LONDON -- New research indicates that performing a blood test after six days of new medication, instead of the typical four weeks, could get HIV patients onto the best drug cocktail more quickly, sparing them unnecessary side effects and reducing the virus' ability to become resistant to the pills.
The approach, described this week in The Lancet medical journal, accurately predicted 99 percent of the time when specific medications would not work for a particular patient in the long term.
Experts said that while the one-week test may turn out to be useful in three or four years' time, it is too soon to tell if it could work for everybody.
Study findings
The researchers, from the U.S. National Institute of Allergy and Infectious Diseases and the National Cancer Institute, analyzed medical information on 124 HIV patients that was collected during previous studies conducted between 1997 and 2000.
The group included 90 children who were getting a single drug and 34 adults given a combination of four medications. The amount of HIV was measured in the blood of each patient daily for three months.
The findings indicated that the speed at which the virus disappeared from the blood during the first week of therapy predicted how effective a certain drug plan would be.
The researchers found that when viral levels had dropped at day six to at least one-fiftieth of the original amount, the patients almost always responded well to the medication over three months.

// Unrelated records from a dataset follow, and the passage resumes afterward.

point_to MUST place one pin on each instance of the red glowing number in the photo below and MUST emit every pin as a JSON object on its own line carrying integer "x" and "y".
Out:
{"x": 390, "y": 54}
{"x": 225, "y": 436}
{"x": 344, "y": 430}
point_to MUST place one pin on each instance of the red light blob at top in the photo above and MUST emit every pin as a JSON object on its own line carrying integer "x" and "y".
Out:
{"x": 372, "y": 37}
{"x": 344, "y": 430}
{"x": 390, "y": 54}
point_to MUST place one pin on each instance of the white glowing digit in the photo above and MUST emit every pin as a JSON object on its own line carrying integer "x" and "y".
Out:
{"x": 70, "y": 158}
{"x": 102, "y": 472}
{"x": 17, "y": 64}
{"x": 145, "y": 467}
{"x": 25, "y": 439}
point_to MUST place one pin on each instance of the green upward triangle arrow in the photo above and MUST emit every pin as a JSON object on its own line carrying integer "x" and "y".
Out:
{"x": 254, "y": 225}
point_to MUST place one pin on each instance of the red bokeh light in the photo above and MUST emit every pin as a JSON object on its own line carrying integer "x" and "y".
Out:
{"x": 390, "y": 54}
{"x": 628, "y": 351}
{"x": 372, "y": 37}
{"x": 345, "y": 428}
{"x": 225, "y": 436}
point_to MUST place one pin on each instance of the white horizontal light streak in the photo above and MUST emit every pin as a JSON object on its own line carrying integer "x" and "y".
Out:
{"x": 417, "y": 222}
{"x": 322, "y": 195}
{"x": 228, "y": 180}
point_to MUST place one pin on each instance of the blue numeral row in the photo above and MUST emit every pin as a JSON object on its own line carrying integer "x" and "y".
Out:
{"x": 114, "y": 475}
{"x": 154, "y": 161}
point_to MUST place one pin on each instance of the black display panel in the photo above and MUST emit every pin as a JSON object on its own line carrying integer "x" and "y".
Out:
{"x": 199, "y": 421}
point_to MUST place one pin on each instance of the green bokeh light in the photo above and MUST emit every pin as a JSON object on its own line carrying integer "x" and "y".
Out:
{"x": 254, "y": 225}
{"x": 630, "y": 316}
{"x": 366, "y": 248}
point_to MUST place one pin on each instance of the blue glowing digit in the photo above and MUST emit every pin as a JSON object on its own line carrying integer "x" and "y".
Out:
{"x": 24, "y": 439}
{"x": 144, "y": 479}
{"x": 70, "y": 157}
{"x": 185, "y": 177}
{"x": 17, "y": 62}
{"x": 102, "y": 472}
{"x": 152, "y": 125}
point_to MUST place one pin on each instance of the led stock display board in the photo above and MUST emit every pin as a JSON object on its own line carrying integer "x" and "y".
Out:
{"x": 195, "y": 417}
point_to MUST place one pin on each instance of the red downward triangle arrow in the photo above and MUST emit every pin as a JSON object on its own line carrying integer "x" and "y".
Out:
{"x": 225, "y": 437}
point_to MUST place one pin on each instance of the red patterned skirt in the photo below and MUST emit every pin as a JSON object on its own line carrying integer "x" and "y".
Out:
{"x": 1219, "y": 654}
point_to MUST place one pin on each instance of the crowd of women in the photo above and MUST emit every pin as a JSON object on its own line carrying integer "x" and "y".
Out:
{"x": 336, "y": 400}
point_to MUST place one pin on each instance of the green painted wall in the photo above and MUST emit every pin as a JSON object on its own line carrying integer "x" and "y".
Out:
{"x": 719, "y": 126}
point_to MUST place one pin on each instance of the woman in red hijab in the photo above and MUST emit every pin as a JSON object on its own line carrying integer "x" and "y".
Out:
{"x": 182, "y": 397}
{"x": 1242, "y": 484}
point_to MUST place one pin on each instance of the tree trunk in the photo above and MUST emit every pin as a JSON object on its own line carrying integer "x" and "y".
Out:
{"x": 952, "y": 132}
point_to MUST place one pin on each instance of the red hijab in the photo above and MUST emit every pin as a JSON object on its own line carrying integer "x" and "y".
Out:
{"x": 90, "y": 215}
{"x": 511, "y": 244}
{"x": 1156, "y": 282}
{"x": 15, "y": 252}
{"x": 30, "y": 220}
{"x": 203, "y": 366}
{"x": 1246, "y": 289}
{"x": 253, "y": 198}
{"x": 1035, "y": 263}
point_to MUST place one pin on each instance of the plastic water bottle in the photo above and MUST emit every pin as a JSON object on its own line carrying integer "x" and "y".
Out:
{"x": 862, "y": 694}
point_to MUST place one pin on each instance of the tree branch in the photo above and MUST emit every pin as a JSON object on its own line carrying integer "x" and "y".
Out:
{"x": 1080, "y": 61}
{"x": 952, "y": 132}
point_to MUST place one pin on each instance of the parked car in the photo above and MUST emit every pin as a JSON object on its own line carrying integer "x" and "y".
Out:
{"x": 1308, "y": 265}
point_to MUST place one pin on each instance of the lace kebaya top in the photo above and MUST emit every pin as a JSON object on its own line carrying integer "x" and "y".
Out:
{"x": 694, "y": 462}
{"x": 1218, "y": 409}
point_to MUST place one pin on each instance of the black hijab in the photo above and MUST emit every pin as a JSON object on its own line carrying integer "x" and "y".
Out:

However, if they had dropped only to one-fifth of the starting amount, or worse, the patients almost always did poorly on those drugs and the virus concentration rebounded three months later.
The two thresholds were accurate more than 95 percent of the time, the study said.
"This is preliminary," said Dr. Martin Hirsch, director of clinical AIDS research at Massachusetts General Hospital in Boston . "Their study suggests that you're not compromising anything by doing it earlier. However ... their trial was primarily in children and they also used regimens that aren't really conventionally used today."